Blair couldn’t help smiling back at him, and she kept smiling all the way home.
But her smile disappeared as soon as she entered the Chandler house. Mr. Gates was furious because she had been working at the hospital on a Sunday and not at home helping her sister with the wedding arrangements, especially when poor Houston wasn’t feeling well today. Blair was tired, too, and she was nervous about the wedding, and she was close to tears before the odious man got through yelling at her. Opal seemed to understand what her daughter was feeling and quickly got Mr. Gates to go to his study, as she took Blair into the garden
to start writing thank-you notes.
Blair was still smarting from Mr. Gates’s attack when she sat down with her mother.

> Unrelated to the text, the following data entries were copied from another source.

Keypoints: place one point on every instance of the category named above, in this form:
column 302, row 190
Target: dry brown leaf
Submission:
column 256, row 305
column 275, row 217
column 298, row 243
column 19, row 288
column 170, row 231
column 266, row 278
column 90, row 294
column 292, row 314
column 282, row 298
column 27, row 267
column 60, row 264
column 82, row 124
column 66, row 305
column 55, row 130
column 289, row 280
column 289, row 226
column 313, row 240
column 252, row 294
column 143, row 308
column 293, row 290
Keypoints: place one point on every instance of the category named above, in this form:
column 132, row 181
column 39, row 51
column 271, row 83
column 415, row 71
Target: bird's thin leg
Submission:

“How could you marry a man like him, Mother? How could you subject Houston to him? At least I got away, but Houston’s had to stay here all these years.”

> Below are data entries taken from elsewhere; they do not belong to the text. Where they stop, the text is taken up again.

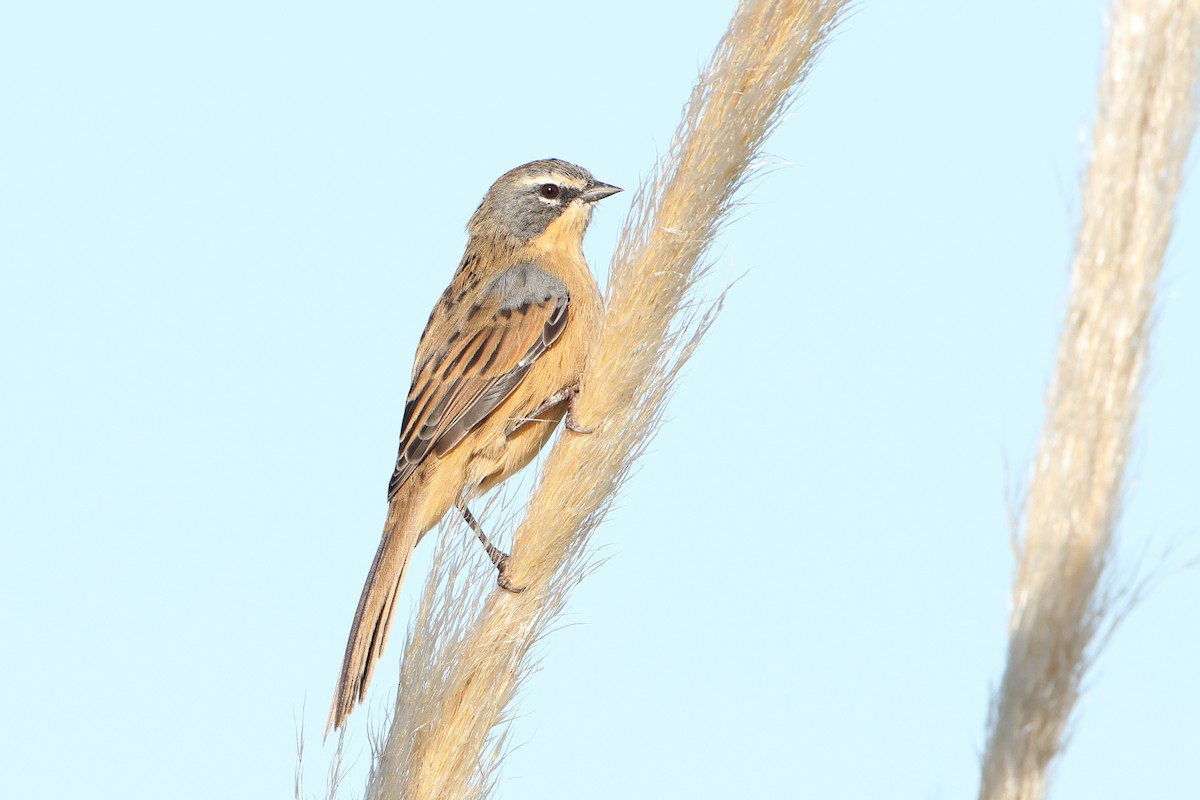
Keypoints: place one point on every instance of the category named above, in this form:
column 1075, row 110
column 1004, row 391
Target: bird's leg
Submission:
column 498, row 557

Opal was silent for a few minutes. “I guess I didn’t consider you girls when I fell in love with Mr. Gates.”
“Fell in love with him! But I thought that your family forced you to marry him.”
“Where in the world did you get such an idea?” Opal asked, aghast.
“I think Houston and I must have decided it on our own. We couldn’t see any other reason for your marrying him. Perhaps we liked to think that after our father died, you were too distraught to care whom you married.”
Opal gave a little laugh. “You both were so young when William died, and I’m sure that as children you’d remember him as the most wonderful of fathers, always doing things, creating things, making excitement wherever he went.”
“He wasn’t like that?” Blair asked cautiously, dreading to hear awful things about her adored father.
Opal put her hand on her daughter’s arm. “He was all and more than you remember. I’m sure you don’t remember half of his spirit, his flamboyance, or his courage or ambition. Both of you girls have inherited much from him.” She sighed. “But the truth is that I found William Chandler the most exhausting man on earth. I loved him dearly, but there were days when I had tears of relief in my eyes when he finally left the house. You see, I’d been raised in the belief that a woman’s role in life was to sit in the front parlor and direct servants while she embroidered. The most strenuous thing I had planned to undertake was counted cross-stitch. All those little squares to count!”